Fall 2012

A New Queer Agenda

a launch party for Scholar & Feminist Online

September 19, Wednesday
6 to 8 pm

Department of Social and Cultural Analysis
20 Cooper Square
, 4th floor

A New Queer Agenda, a special double issue of The Scholar and Feminist Online (issue 10.1-10.2, Fall 2011/Spring 2012 (guest edited by Joseph N. DeFilippis, Lisa Duggan, Kenyon Farrow and Richard Kim), proposes a new set of issues for a revitalized queer movement with a global democratic vision, reaching across lines of race, ethnicity, gender and gender expression, class, religion, and nationality. The writers of the essays, documents, and interviews collected in this volume are all activists from across the country; they are visionary thinkers who are community organizers, journalists, social workers, writers, academics, lawyers, advocates, and counselors. Most of them have worked with the nonprofit Queers for Economic Justice (QEJ)—either as staff, board members, volunteers, or as colleagues at other social justice organizations with whom QEJ has worked closely. All of them share QEJ’s vision of seeking common ground and coalition with the full range of social justice organizations, rather than trying to determine what is a specifically “gay” issue.

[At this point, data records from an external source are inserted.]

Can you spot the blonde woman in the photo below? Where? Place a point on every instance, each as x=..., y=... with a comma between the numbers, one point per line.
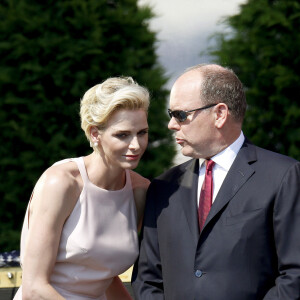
x=80, y=228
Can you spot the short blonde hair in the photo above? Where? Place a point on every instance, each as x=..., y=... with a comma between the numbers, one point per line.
x=113, y=94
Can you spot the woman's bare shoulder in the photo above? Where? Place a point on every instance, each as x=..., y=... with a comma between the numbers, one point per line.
x=57, y=184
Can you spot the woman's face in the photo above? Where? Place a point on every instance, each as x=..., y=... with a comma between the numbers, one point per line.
x=125, y=138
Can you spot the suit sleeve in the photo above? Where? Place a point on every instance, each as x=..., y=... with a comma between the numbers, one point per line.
x=286, y=224
x=147, y=279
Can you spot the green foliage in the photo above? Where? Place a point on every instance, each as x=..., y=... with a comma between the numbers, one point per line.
x=262, y=46
x=51, y=53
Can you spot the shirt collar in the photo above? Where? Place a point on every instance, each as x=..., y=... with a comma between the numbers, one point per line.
x=226, y=157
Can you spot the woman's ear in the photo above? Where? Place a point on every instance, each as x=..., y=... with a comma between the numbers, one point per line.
x=221, y=111
x=95, y=136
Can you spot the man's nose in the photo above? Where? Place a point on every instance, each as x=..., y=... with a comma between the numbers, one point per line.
x=173, y=124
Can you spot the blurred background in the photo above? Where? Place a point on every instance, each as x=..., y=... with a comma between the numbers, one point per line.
x=53, y=51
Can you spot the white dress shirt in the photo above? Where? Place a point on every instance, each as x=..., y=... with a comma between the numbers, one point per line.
x=223, y=162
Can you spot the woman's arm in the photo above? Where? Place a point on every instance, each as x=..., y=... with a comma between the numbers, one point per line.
x=117, y=290
x=53, y=200
x=139, y=186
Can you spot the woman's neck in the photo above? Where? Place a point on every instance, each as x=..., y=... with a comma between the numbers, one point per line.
x=103, y=175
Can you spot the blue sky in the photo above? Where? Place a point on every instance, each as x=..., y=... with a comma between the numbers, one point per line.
x=183, y=28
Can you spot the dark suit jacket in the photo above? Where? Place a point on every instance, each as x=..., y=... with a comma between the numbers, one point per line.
x=249, y=248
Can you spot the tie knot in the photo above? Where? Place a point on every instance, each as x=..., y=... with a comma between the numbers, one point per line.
x=209, y=164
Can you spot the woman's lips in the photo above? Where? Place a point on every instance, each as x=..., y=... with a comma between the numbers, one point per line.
x=132, y=157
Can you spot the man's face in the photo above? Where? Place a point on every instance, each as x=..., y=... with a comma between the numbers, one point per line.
x=197, y=134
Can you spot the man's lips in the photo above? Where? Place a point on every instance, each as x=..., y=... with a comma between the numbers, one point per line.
x=132, y=157
x=180, y=141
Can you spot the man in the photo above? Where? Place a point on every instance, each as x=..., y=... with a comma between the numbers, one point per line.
x=226, y=224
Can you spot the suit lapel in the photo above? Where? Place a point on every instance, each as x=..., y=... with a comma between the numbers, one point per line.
x=187, y=195
x=238, y=174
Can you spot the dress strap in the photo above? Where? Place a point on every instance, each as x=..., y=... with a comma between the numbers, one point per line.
x=81, y=167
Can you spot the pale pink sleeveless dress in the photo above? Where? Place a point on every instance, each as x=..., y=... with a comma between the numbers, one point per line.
x=99, y=240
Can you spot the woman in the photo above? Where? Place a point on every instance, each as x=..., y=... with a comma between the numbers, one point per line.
x=80, y=228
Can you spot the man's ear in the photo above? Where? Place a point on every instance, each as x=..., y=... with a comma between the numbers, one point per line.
x=221, y=113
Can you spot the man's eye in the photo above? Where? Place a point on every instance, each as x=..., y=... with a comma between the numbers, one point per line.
x=143, y=132
x=121, y=135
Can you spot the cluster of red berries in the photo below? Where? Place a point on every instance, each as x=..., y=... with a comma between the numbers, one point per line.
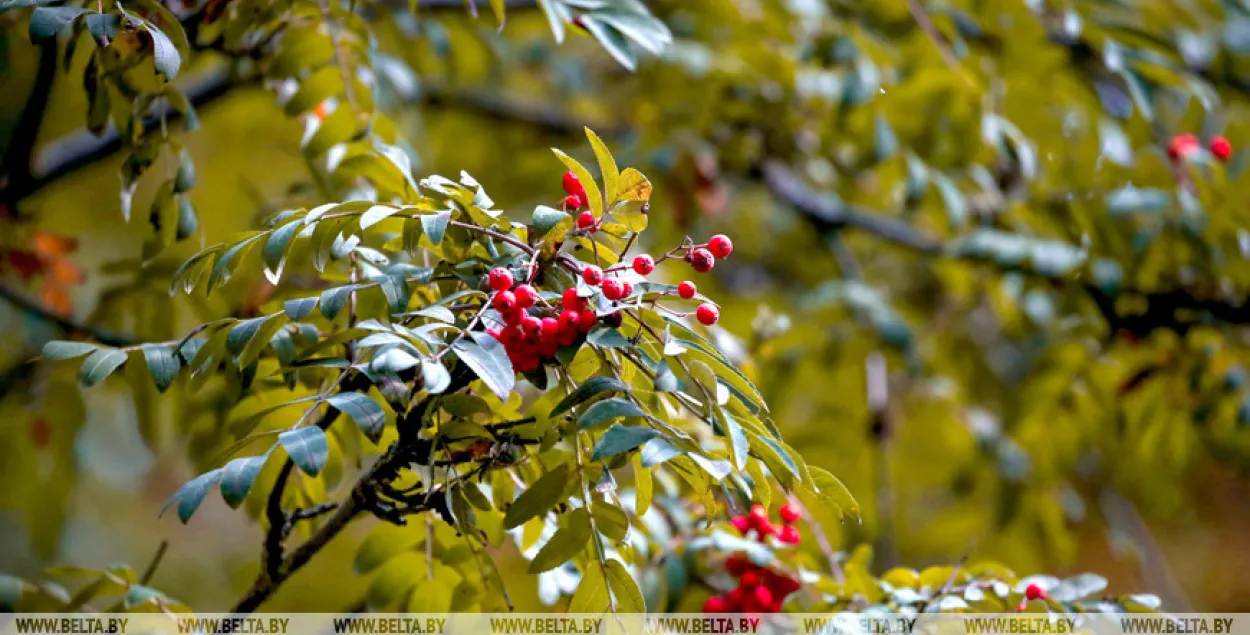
x=1186, y=144
x=526, y=338
x=1030, y=594
x=759, y=588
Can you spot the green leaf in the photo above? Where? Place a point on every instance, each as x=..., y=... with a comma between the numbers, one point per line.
x=308, y=448
x=588, y=181
x=299, y=308
x=546, y=218
x=435, y=225
x=238, y=476
x=64, y=350
x=163, y=365
x=486, y=356
x=588, y=390
x=164, y=53
x=191, y=494
x=368, y=415
x=99, y=365
x=46, y=21
x=621, y=439
x=539, y=498
x=608, y=410
x=565, y=544
x=606, y=166
x=629, y=596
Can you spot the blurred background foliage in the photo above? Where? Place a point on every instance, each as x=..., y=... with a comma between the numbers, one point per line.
x=970, y=199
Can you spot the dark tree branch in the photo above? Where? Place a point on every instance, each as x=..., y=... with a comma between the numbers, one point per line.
x=68, y=325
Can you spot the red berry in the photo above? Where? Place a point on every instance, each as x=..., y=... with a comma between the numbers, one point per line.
x=720, y=245
x=644, y=264
x=504, y=301
x=789, y=535
x=715, y=604
x=585, y=220
x=613, y=289
x=708, y=314
x=571, y=300
x=701, y=260
x=1183, y=145
x=1221, y=148
x=586, y=320
x=550, y=330
x=500, y=279
x=571, y=184
x=763, y=595
x=525, y=296
x=593, y=275
x=686, y=290
x=789, y=513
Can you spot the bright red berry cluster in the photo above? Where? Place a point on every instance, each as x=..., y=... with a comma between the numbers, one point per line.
x=531, y=333
x=759, y=588
x=1184, y=145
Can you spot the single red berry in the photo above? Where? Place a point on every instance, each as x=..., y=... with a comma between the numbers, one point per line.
x=1183, y=145
x=613, y=289
x=789, y=513
x=531, y=325
x=644, y=264
x=571, y=300
x=715, y=604
x=686, y=290
x=789, y=535
x=571, y=184
x=500, y=279
x=1221, y=148
x=585, y=220
x=763, y=595
x=586, y=320
x=504, y=301
x=550, y=330
x=708, y=314
x=593, y=275
x=525, y=296
x=701, y=260
x=720, y=245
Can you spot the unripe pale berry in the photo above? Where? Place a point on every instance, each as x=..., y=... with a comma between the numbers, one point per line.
x=613, y=289
x=593, y=275
x=701, y=260
x=708, y=314
x=525, y=296
x=571, y=300
x=720, y=245
x=789, y=513
x=686, y=290
x=571, y=184
x=500, y=279
x=504, y=301
x=585, y=220
x=644, y=264
x=1221, y=148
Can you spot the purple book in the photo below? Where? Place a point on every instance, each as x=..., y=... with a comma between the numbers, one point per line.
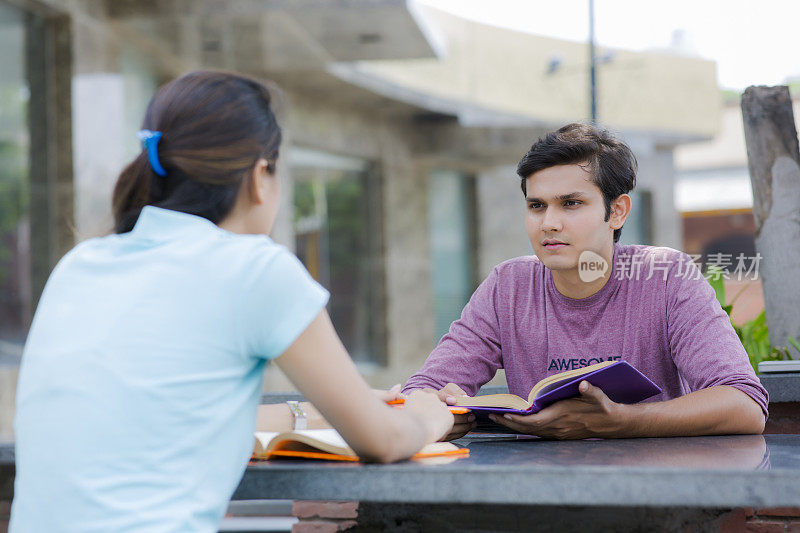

Religious Exemptions, Sexual Freedom, and the Biopolitics of U.S. Healthcare

an afternoon symposium

October 5, Friday
1 to 6 pm

Hemispheric Institute of Performance and Politics
20 Cooper Square, 5th Floor

Confirmed Participants:
Khiara M. Bridges, Boston University
Elizabeth A. Castelli, Barnard College
Katherine Franke, Center for Gender & Sexuality Law, Columbia Law School
Janet R. Jakobsen, Barnard Center for Research on Women, Barnard College
Louise Melling, Deputy Legal Director, American Civil Liberties Union
Ann Neumann, Editor, The Revealer and journalist
Ann Pellegrini, New York University
Winnifred Fallers Sullivan, Religious Studies, Indiana University Bloomington
Lois Uttley, MergerWatch

In the immediate aftermath of Roe v Wade and the legalization of abortion nation-wide, in 1973, the US Congress passed the first of what would become an expanding series of “religious exemptions” or “conscience clauses.” These exemptions allow providers of healthcare to refuse to permit otherwise legal medical services or procedures, because they violate the religious beliefs or “conscience” of the medical provider. In the intervening years, the range of issues covered by religious exemptions has expanded to include same-sex marriage and adoption by same-sex parents as well as the removal of feeding tubes and other end of life care issues. The frame for this one-day symposium is the broad array of constitutional, public policy, political, and ethical issues implicated in the practice of religious exemptions in both federal law and US states. The timing of the symposium – on the heels of the Supreme Court’s landmark decision on the affordable care act; in the midst of a general election campaign in which health care, reproductive rights, and same-sex marriage remain profoundly divisive issues; and just months before the 40th anniversary of Roe – makes this discussion all the more urgent.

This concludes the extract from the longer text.